The world’s most persecuted people We suspect the Sky News after dark crew will twist themselves into coils over the case of Duncan Bendall. The Australian man has been awarded $180,500 by the Central London Employment Tribunal, which found his wife and business partner, Fiona Bendall, had racially discriminated against him in that she regarded Australians as an “inferior race”:

In one email to her husband Bendall wrote: ‘I hate Australian mentality and you have it (in) droves … And DO NOT say you are a founder in MY business MY efforts ever again You Leech.’

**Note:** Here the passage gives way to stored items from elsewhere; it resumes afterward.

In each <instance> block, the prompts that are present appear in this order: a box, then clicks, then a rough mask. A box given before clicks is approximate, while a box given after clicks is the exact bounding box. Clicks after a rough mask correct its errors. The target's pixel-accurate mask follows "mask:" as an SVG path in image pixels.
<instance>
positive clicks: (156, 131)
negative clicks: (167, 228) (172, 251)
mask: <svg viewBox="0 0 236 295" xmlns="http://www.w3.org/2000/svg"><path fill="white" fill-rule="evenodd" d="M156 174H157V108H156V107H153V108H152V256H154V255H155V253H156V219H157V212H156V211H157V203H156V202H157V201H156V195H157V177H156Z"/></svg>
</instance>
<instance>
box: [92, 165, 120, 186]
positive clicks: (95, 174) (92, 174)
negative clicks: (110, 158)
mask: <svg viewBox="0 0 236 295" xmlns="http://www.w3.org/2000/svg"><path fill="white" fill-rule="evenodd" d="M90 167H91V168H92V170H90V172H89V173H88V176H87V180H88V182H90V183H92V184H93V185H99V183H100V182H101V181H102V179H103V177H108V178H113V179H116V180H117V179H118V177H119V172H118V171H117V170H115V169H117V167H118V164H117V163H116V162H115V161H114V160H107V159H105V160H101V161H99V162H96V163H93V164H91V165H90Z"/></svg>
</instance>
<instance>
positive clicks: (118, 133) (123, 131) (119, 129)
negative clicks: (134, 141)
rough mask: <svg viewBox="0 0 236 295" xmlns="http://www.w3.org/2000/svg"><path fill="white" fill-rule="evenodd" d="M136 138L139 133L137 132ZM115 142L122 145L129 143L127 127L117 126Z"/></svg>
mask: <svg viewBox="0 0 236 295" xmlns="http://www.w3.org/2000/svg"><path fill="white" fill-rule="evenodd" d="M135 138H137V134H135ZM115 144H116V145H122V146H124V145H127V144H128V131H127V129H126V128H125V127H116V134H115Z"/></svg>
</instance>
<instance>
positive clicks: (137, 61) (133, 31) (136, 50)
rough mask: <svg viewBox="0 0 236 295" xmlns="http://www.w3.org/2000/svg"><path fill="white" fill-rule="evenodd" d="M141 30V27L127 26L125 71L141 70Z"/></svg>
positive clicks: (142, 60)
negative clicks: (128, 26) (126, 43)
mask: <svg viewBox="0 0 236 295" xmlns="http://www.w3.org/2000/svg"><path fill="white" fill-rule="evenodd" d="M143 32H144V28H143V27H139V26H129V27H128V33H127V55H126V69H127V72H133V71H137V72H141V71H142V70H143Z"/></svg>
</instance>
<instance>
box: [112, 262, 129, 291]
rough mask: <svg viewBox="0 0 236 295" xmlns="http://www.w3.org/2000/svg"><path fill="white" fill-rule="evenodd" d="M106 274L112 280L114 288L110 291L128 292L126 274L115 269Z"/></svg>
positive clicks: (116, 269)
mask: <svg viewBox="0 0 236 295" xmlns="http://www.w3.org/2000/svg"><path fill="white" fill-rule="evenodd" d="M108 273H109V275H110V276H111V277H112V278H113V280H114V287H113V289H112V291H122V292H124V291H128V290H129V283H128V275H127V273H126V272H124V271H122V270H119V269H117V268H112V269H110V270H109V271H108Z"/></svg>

Is this ruling — very likely the first to ever designate Anglo-Australian as a legitimate category for discrimination — a further absurd blow against freedom of expression by over-regulation and the professional victim mentality?

Or does this only prove what Sky has always suspected — that there is no group worse treated than white Australian men, and that affirmative action and identity politics (Fiona’s “Female Social Network” was marketed as the height of “Girlboss” empowerment) destroys lives?